Il terzo motivo è, invece, fondato e va accolto.
Questa Corte ha condivisibilmente puntualizzato che ‘ non può riconoscersi il cumulo giuridico delle sanzioni, previsto dall’art. 12, primo comma, del decreto legislativo n. 472 del 1997, perché, per la predetta previsione di legge, quello che rileva è la commissione di molteplici violazioni formali, ovvero violazioni che, oltre a non incidere sulla determinazione della base imponibile, dell’imposta e sul versamento del tributo, non pregiudicano l’attività di controllo dell’Amministrazione finanziaria; nemmeno, per quanto rilevato sopra, è possibile ricondurre la fattispecie in esame alla previsione dell’art. 12, comma 2, del decreto legislativo n. 472 del 1997, mancando il vincolo della progressione tra violazioni sostanziali, ovvero l’unicità finalistica della condotta per l’intrinseco ed oggettivo legame tra le varie violazioni commesse, idonee, in via progressiva, continua e collegata, ad incidere sulla determinazione
dell’imponibile o sul tributo; né, infine, è applicabile 7 l’art. 12, comma 5, del decreto legislativo n 472 del 1997, che presuppone che le violazioni siano state commesse in periodi di imposta diversi, nozione questa estranea alla materia doganale, integrando, invece, la fattispecie in esame autonome violazioni di natura sostanziale, commesse con distinte dichiarazioni doganali, nel corso di plurimi anni ‘ (Cass. n. 2703 del 2024).

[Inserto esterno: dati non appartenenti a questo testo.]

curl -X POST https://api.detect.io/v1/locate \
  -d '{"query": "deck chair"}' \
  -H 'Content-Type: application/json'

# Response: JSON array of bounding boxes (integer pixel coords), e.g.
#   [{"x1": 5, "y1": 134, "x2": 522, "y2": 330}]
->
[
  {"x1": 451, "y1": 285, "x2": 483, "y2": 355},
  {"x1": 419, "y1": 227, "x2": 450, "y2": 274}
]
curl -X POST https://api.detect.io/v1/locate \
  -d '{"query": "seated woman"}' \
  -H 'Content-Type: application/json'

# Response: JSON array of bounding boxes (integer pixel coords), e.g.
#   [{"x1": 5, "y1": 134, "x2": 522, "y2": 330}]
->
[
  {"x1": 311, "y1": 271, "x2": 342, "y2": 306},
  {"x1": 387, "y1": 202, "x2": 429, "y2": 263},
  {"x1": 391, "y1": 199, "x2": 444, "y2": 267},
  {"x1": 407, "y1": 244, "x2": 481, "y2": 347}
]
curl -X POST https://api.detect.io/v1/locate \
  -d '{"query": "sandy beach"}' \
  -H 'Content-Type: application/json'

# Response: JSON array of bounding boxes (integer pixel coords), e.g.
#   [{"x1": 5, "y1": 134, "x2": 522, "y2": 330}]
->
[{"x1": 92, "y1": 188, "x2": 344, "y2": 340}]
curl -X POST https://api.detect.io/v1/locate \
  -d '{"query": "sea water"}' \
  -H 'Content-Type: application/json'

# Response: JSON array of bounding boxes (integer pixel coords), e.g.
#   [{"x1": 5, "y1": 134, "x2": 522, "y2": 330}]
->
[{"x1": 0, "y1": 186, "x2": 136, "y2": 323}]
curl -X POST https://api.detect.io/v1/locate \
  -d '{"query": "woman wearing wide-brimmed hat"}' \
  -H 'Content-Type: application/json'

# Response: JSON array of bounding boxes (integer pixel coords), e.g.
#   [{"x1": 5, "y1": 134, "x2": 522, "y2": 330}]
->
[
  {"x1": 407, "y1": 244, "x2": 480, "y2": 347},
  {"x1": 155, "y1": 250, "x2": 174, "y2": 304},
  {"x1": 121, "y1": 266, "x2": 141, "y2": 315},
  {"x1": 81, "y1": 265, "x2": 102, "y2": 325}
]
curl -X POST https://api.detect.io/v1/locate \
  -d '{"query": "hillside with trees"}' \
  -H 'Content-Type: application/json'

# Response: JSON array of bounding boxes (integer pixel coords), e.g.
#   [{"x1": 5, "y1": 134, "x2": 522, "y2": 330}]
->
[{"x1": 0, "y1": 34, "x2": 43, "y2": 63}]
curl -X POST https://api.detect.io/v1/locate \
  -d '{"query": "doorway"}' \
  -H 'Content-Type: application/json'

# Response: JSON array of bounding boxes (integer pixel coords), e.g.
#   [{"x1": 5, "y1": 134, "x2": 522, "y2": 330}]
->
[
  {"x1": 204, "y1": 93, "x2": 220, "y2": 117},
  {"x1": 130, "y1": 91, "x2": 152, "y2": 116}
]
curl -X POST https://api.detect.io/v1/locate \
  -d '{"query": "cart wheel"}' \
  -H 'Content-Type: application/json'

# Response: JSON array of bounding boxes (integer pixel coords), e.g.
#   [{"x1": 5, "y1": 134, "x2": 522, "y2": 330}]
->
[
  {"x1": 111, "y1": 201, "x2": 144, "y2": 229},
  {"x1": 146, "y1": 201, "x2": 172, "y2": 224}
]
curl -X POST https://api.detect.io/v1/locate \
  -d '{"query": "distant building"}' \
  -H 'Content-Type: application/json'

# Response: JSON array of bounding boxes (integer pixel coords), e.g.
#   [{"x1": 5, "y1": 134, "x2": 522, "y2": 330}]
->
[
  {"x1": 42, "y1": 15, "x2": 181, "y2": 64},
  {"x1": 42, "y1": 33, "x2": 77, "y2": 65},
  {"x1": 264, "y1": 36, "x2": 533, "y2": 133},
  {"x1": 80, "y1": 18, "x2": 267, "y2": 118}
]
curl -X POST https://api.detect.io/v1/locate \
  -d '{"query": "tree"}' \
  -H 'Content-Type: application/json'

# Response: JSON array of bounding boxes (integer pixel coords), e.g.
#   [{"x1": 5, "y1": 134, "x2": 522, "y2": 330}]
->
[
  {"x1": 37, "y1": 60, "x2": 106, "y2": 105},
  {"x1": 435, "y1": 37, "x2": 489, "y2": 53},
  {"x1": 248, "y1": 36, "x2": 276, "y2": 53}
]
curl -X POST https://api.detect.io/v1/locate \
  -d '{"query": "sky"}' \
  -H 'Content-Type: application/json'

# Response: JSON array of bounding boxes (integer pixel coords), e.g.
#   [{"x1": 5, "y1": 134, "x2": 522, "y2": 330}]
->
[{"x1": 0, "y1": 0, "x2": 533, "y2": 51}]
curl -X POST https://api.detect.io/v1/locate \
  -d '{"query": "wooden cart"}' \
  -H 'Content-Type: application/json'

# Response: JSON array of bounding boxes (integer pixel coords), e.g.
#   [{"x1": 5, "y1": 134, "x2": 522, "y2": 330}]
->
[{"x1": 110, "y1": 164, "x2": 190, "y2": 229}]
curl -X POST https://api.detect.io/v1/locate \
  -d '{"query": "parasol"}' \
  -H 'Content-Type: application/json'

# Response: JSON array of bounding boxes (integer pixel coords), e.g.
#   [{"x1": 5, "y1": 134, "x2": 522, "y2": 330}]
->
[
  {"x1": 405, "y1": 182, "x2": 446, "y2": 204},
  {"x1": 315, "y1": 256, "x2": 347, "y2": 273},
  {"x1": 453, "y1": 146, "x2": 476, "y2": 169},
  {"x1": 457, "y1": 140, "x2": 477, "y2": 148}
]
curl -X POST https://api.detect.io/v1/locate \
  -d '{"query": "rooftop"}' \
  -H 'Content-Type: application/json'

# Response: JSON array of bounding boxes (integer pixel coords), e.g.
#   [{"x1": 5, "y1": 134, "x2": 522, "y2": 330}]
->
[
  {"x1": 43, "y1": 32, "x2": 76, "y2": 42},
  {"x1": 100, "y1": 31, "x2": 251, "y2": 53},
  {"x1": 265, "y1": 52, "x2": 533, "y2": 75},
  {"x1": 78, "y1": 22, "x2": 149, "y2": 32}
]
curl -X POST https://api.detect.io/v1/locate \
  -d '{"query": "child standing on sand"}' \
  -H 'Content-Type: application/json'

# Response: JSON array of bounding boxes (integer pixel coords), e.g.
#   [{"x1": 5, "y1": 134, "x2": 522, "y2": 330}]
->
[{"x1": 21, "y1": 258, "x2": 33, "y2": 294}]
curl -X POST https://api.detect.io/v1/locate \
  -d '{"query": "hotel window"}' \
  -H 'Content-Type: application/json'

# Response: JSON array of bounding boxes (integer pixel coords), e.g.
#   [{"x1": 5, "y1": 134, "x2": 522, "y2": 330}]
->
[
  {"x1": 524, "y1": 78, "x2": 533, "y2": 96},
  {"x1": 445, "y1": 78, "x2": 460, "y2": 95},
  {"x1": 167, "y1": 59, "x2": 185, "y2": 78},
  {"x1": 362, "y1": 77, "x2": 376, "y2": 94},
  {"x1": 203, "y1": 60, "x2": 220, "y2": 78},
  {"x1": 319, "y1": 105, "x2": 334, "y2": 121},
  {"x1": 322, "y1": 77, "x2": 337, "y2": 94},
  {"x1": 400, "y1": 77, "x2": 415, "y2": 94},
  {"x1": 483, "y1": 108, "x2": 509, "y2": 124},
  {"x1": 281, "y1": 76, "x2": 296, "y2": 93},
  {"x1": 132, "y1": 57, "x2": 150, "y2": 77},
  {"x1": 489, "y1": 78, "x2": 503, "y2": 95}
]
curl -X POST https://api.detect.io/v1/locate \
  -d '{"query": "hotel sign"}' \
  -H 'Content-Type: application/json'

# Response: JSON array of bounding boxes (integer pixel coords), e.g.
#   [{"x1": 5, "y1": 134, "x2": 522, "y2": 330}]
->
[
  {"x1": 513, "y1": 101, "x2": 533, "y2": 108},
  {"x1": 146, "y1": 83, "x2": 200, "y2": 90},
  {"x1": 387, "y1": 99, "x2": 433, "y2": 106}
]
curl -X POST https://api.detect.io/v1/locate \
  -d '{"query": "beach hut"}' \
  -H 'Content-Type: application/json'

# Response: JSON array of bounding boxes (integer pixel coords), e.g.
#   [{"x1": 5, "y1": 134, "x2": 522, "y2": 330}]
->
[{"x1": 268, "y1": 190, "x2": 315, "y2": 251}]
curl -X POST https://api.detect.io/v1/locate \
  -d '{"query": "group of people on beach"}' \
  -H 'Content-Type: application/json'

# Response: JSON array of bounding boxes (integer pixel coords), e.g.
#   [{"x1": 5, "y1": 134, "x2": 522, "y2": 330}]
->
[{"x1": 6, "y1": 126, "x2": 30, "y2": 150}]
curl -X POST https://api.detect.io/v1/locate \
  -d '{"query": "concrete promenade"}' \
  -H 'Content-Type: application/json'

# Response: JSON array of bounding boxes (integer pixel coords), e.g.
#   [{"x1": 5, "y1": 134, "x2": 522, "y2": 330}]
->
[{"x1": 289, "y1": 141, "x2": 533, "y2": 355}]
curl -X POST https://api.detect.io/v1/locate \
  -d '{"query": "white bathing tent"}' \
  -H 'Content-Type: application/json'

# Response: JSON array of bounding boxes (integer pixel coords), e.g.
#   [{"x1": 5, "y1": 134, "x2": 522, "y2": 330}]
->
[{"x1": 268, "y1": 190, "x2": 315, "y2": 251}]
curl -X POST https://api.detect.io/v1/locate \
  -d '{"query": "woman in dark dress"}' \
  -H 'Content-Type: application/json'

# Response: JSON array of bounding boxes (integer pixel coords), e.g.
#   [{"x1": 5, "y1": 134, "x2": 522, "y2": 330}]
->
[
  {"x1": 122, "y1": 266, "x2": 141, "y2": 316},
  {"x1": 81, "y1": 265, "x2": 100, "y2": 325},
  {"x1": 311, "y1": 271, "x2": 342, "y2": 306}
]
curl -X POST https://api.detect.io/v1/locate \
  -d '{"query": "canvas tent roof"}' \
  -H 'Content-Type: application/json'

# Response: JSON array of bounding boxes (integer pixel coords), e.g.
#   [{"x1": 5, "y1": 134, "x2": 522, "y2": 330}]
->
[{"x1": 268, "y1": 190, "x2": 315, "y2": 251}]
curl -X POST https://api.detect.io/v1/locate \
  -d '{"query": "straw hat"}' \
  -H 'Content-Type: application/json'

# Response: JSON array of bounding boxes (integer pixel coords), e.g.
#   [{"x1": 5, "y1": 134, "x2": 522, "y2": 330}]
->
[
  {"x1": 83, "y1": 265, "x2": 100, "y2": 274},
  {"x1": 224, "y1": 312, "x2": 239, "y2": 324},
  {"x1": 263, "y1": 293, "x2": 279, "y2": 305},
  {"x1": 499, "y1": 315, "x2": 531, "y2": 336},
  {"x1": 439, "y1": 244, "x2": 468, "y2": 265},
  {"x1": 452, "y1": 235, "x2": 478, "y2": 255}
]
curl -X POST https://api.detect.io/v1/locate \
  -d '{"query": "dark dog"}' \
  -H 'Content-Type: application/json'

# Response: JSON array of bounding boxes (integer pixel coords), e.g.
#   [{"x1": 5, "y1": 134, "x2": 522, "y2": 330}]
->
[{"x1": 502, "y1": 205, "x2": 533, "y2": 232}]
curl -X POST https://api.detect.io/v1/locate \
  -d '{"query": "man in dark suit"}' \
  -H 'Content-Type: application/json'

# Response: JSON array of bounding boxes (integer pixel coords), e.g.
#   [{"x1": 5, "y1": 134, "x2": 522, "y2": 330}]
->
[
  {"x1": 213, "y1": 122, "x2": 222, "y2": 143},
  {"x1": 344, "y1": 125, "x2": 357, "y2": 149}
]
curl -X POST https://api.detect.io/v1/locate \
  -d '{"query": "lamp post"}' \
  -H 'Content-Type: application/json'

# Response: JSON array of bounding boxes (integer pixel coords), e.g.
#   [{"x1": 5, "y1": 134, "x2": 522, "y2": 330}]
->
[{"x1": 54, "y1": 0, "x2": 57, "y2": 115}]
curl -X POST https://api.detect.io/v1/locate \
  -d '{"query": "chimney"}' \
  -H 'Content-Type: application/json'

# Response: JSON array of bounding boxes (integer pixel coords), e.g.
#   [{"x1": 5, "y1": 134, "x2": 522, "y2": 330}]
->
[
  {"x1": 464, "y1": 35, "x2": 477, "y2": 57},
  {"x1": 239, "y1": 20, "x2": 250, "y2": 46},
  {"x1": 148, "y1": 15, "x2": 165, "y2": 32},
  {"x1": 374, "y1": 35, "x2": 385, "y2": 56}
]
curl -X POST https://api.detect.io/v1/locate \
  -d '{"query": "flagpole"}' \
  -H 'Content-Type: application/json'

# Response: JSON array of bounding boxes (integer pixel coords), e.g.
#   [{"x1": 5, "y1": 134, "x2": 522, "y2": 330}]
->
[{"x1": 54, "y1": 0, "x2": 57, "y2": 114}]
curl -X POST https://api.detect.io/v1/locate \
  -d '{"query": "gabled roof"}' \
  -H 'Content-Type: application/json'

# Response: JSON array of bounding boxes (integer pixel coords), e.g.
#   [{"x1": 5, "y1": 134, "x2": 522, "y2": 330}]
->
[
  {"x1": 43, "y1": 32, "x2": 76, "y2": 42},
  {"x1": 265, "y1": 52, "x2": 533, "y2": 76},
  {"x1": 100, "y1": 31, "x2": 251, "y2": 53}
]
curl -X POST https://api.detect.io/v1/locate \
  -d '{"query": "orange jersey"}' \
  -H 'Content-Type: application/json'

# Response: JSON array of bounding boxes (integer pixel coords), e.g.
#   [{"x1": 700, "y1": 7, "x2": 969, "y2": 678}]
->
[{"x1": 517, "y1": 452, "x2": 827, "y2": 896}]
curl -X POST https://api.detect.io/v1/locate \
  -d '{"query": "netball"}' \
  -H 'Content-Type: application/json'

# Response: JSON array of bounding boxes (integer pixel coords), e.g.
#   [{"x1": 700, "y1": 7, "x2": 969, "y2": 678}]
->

In ultima analisi, va accolto il terzo motivo di ricorso, disattesi i primi due motivi. La sentenza d’appello va cassata e la causa rinviata per un nuovo esame e per la regolazione delle spese del giudizio alla Corte di Giustizia Tributaria di II° Grado della Lombardia.
P.Q.M.
Respinge i primi due motivi di ricorso; accoglie il terzo motivo di ricorso; cassa la sentenza impugnata e rinvia per un nuovo esame e per la regolazione delle spese del giudizio alla Corte di Giustizia Tributaria di II° Grado della Lombardia.
Così deciso in Roma il 24 settembre 2024.